# Limit of 10" and Over Brookies - VIDEO



## CoryMerryman (Apr 30, 2012)

I had another good few hours on the water this past weekend. The weathers heating up and so is the fishing


----------



## slabstar (Feb 25, 2009)

Great job videoing! Looks like it was a fun day! Thanks for sharing!
_Posted via Mobile Device_


----------



## itchn2fish (Dec 15, 2005)

Very cool, thanks!


----------



## riverbob (Jan 11, 2011)

nice video, I'm not pickin, BUT wet your hands frist.(live n learn) like I said nice video


----------



## brookies101 (Jun 23, 2008)

riverbob said:


> BUT wet your hands frist.


I'm not sure his hands had enough time to dry off in between fish, lots of nice brookies in there.
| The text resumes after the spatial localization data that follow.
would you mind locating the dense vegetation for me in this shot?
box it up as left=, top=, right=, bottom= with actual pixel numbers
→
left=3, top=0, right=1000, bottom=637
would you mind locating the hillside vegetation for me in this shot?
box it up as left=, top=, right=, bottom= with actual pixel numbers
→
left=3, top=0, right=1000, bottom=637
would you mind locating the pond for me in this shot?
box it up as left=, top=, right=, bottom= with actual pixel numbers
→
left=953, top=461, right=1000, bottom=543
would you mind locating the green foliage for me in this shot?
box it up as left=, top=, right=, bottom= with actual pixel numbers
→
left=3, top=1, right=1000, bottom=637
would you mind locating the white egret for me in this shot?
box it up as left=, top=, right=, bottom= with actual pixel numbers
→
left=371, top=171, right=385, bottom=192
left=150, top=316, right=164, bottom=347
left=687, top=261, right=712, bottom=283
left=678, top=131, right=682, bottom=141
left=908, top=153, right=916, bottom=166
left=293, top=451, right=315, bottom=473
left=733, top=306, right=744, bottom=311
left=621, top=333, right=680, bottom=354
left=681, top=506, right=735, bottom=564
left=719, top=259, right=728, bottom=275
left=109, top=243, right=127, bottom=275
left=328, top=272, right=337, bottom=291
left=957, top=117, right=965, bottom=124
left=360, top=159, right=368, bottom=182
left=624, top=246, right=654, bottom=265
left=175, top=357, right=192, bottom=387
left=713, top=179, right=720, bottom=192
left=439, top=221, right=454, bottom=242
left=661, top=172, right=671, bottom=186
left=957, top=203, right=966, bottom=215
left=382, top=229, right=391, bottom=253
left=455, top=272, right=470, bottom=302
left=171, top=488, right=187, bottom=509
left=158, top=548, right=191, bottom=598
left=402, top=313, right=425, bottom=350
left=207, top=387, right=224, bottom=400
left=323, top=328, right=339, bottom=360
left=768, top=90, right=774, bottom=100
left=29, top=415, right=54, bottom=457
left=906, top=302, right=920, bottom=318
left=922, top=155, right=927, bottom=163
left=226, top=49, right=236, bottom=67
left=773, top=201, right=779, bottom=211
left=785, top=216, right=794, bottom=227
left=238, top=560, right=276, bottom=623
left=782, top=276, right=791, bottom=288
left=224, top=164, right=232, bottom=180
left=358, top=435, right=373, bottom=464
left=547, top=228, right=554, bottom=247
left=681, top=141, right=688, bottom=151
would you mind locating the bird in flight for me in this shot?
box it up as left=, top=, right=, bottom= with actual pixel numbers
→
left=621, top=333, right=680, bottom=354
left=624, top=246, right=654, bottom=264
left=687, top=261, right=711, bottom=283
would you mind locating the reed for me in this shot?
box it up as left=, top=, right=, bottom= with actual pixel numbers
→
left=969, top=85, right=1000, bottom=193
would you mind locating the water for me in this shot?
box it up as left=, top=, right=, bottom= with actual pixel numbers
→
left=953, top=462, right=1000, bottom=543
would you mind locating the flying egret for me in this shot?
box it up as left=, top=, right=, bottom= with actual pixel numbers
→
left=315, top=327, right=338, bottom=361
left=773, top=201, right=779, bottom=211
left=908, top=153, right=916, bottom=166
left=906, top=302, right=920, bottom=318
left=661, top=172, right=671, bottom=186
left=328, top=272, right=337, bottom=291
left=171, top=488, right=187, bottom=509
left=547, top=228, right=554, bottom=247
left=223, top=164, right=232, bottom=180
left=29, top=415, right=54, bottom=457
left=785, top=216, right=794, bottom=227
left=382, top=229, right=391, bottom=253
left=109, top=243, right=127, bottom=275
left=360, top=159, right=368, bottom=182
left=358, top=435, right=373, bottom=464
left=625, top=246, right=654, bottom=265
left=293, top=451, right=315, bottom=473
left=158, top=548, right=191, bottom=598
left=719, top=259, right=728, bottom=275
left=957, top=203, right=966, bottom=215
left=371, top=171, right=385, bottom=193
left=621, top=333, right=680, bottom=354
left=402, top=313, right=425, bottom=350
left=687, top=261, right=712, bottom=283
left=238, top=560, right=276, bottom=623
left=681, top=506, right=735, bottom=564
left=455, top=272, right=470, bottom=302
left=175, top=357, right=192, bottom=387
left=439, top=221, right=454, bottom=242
Looks like it was almost non-stop.... Great video

BTW, you ever get a chance to get out on the pond ice fishing? If so, I'll be looking forward to a video of that come this winter. 

Thanks for sharing


----------



## tito (Apr 27, 2012)

Nice vid and pond. I think thats the definition of a secret spot.


----------



## Boardman Brookies (Dec 20, 2007)

Great video, thanks for sharing.


----------



## CoryMerryman (Apr 30, 2012)

brookies101 said:


> I'm not sure his hands had enough time to dry off in between fish, lots of nice brookies in there. Looks like it was almost non-stop.... Great video
> 
> BTW, you ever get a chance to get out on the pond ice fishing? If so, I'll be looking forward to a video of that come this winter.
> 
> Thanks for sharing


 
Thanks guys! You're right, It's literally every or every other cast and you got one on. This spot is closed September 15th unfortunately but I have a couple other spots in mind I want to try for brookies this winter  So much good fishing....so little time!


----------



## twohats (Oct 1, 2004)

Super video. Wishing I lived in the UP.


----------



## FredBearYooper (Oct 5, 2009)

Nice video..like mentioned before..try to wet your hands..there is a good chance those fish you released could be hurting because of it.


----------